Durante o longo silêncio de 2020, quando a estrutura habitual de trabalho, viagens e reuniões se desfez, algo mais começou a surgir. Eu me sentava todas as manhãs e os capítulos simplesmente chegavam, quase mais rápido do que eu conseguia escrevê-los.
Não posso honestamente dizer que escrevi este livro. Posso dizer que fui o instrumento pelo qual passou.
A sua forma me surpreendeu. Ele recua trezentos anos — até o alvorecer da humanidade, contado como realmente poderia ter acontecido. E avança dois mil anos — para o futuro distante, onde muitos dos problemas em que estamos emaranhados hoje foram silenciosamente resolvidos. O meio é uma ponte: pequenas passagens sobre o presente, lidas de um ponto de vista futuro, como se o nosso próprio século estivesse sendo lembrado.

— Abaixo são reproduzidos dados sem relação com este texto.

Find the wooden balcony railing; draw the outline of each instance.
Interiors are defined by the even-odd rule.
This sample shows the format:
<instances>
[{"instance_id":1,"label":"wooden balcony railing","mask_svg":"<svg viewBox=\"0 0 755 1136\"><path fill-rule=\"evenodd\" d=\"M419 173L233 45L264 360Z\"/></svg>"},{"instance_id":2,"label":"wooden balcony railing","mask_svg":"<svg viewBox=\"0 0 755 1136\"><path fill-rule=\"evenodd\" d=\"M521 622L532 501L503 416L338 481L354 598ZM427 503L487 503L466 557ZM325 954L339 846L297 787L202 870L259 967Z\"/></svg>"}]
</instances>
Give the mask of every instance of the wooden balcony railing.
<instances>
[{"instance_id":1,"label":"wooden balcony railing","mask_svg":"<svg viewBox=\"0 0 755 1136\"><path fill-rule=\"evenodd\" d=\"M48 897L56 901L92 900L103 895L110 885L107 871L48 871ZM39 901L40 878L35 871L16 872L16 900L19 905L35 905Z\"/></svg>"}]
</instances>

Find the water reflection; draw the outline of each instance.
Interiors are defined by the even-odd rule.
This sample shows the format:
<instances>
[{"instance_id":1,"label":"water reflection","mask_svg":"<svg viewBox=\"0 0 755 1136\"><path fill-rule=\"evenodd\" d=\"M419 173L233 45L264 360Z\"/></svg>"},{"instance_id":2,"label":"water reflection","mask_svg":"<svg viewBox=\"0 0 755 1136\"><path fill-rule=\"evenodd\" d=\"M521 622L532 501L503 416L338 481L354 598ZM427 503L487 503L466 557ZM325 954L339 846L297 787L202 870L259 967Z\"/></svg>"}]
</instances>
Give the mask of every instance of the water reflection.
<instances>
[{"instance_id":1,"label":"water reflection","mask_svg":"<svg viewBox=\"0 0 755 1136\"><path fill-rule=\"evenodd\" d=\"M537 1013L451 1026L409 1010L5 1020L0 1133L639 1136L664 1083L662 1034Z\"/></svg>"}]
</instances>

Alguns trechos leem-se como memória. Alguns leem-se como profecia. Já não sei qual é qual. Estou a escrevê-lo aqui, um capítulo de cada vez — em parte para o partilhar, em parte porque um livro que deseja existir deveria ser-lhe permitido.
Um capítulo é lançado por mês. O primeiro chega em junho de 2026. Os restantes chegarão em ordem.